I have short arms, a longish torso and short legs, which basically means-

*The journey to the hole and back up during squats is a quick one, to say the least.

*My deadlift goes up as long as I train box squats and good mornings every once in a great while.

*As long as I get in a decent amount of volume for my bench, it also goes up consistently. No fancy shit necessary. I also don’t do as much as I probably should in terms of tricep training, since if I can get it off my chest, it’s going up. I mean to rectify that.

That being said, it is by no means easy for short guys (not so short; I’m 5’9). I know plenty of 6’1-6’3 guys that smoke me in the gym. Leverages don’t mean shit if you’re stronger than the other guy, imo.

Also, a thought; it seems like it would make more sense for tall guys to train their shoulders and bottom of the bench press more than guys with decent levers. Or am I full of shit and drunk on the power of my awesome levers?

From Cressey and Robertson articles , the longer your arms the more potential for elastic energy (my bad )from the stretch reflex at the bottom of the bench press .You won’t completely kill it with a slight pause.

Leverages are not bs IMO and it evens itself out as shorter guys(5" 5 1/2) have an easier time with the squat.

[quote]decimation wrote:
The physics (in its simplicity) doesn’t account for how much harder it is for a shorter person (or person with poor leverages to get the weight off the floor to begin with). [/quote]

The weight is being “held” on the floor by a force (gravity) this is called inertia. For a person to get the barbell off of the floor, they must produce a force greater than that of what keeps the barbell on the floor in the first place to overcome this inertia.
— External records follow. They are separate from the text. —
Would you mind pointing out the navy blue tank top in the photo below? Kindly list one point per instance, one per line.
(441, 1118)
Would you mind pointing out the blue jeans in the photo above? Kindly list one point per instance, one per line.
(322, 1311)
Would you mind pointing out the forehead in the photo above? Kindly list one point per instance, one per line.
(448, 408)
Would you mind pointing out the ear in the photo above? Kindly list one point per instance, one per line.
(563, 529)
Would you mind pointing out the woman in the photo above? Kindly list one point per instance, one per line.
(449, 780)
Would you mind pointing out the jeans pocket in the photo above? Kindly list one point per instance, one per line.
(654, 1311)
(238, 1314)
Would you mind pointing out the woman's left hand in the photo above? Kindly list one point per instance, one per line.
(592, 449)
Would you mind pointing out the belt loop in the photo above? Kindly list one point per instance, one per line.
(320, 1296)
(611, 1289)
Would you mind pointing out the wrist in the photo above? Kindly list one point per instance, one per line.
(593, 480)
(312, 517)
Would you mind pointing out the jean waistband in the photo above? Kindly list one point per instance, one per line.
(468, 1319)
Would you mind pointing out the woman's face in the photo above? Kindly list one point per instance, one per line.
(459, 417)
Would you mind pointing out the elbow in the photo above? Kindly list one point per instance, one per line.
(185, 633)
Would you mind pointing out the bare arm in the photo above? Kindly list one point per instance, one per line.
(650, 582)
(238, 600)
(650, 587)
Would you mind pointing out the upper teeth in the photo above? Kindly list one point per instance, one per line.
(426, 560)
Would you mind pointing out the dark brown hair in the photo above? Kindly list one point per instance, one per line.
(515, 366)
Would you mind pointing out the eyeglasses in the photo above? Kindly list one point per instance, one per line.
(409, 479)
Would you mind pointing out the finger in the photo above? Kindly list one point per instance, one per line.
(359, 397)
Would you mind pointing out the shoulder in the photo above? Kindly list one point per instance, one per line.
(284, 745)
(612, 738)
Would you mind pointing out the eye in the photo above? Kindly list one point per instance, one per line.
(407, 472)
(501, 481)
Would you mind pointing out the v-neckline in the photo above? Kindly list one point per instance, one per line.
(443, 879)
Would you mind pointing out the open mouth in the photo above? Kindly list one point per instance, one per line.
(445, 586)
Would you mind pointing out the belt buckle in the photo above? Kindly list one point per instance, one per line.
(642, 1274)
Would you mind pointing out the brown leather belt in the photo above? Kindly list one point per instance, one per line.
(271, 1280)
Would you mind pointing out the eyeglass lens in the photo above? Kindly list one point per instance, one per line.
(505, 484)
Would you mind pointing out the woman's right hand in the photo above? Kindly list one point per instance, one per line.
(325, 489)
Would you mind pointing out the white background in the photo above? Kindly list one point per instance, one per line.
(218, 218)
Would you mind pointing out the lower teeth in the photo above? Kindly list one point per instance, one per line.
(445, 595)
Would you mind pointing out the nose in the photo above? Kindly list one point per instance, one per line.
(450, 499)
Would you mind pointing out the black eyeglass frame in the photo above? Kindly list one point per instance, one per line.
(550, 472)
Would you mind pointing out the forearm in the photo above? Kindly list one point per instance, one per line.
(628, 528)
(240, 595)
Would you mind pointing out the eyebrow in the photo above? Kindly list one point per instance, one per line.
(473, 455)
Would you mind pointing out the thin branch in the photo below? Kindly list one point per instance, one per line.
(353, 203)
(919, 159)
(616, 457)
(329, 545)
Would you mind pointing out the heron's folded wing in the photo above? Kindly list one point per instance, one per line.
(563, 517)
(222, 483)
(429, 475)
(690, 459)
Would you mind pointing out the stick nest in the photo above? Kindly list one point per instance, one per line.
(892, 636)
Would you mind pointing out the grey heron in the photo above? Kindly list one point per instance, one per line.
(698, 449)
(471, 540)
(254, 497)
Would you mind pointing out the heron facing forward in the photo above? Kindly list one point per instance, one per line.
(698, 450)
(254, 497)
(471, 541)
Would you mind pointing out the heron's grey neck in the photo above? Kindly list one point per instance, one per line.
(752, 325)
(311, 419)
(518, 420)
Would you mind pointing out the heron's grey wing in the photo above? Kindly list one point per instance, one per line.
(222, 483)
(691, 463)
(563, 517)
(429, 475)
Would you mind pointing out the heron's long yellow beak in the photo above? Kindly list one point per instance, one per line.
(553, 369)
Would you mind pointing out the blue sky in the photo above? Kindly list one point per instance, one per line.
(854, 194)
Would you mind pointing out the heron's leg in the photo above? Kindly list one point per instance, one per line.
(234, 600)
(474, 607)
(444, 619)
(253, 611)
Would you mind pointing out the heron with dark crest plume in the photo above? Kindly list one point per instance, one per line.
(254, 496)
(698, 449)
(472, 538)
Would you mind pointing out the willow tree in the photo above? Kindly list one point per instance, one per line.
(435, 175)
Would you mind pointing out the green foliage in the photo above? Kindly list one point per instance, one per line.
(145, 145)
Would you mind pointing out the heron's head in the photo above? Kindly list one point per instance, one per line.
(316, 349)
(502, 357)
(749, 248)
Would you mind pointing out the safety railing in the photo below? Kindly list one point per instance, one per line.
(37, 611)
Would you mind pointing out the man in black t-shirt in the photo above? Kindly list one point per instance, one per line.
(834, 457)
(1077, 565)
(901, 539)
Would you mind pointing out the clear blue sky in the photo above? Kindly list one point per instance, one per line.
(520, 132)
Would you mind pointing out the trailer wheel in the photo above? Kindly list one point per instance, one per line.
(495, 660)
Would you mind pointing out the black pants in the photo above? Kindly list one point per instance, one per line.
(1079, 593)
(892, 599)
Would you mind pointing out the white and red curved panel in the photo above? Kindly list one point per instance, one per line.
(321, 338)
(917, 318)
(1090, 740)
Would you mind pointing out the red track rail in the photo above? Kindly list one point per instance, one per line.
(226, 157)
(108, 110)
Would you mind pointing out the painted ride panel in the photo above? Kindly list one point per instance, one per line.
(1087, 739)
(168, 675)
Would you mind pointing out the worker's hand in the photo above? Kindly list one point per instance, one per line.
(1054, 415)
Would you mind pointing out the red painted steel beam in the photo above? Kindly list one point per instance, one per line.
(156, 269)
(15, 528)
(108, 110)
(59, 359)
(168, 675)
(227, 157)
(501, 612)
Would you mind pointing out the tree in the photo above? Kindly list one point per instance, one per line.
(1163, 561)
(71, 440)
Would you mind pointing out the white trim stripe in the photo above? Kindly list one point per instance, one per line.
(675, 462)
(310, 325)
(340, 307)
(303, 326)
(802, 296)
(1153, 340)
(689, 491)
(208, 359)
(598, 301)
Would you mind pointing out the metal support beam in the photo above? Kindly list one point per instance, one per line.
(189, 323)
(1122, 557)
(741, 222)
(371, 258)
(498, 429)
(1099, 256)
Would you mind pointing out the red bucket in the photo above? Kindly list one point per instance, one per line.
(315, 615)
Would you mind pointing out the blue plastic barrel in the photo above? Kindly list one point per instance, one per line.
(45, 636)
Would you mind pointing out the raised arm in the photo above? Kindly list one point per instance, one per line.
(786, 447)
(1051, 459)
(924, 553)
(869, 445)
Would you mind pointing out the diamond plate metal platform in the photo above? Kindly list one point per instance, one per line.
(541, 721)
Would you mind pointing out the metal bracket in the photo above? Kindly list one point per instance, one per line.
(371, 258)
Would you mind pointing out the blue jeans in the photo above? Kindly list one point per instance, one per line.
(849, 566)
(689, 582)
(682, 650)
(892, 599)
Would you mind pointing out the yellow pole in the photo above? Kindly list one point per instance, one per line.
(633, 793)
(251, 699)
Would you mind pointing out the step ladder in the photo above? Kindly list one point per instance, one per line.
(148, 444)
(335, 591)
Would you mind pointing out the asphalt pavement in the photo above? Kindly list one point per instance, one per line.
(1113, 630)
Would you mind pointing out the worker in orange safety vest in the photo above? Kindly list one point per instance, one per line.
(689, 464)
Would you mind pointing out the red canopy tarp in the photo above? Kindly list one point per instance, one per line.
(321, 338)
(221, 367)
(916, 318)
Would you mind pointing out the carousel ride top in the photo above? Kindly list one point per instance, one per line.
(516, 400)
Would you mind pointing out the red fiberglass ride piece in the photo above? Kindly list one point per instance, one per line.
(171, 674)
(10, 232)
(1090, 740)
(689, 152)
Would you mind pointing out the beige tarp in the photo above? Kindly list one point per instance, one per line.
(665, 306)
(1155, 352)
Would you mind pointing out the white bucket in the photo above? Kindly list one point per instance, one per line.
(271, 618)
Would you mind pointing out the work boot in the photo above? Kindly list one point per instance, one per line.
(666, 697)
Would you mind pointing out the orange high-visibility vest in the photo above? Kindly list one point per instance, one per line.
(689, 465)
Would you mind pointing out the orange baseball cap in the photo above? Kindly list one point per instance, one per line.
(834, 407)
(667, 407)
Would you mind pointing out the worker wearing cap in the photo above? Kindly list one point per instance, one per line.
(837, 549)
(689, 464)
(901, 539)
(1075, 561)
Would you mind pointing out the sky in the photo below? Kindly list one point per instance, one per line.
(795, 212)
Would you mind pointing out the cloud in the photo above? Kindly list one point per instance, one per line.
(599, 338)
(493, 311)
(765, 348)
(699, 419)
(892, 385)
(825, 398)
The leverages that you speak of are really a vector force and whether it is a mechanical object like a crane lifting something off of the floor (in which case assuming that it is vertically raised by a crane on a 90 degree angle, then there is no vector involved, unless there is friction somewhere) or a person, whose legs and back will both form angles, and obviously since the bar cannot go through the knees, then there is an angle/vector involved, as well as the distance that the limbs have to travel to make a straight line (lockout); the force is still calculated the same way for any object breaking inertia.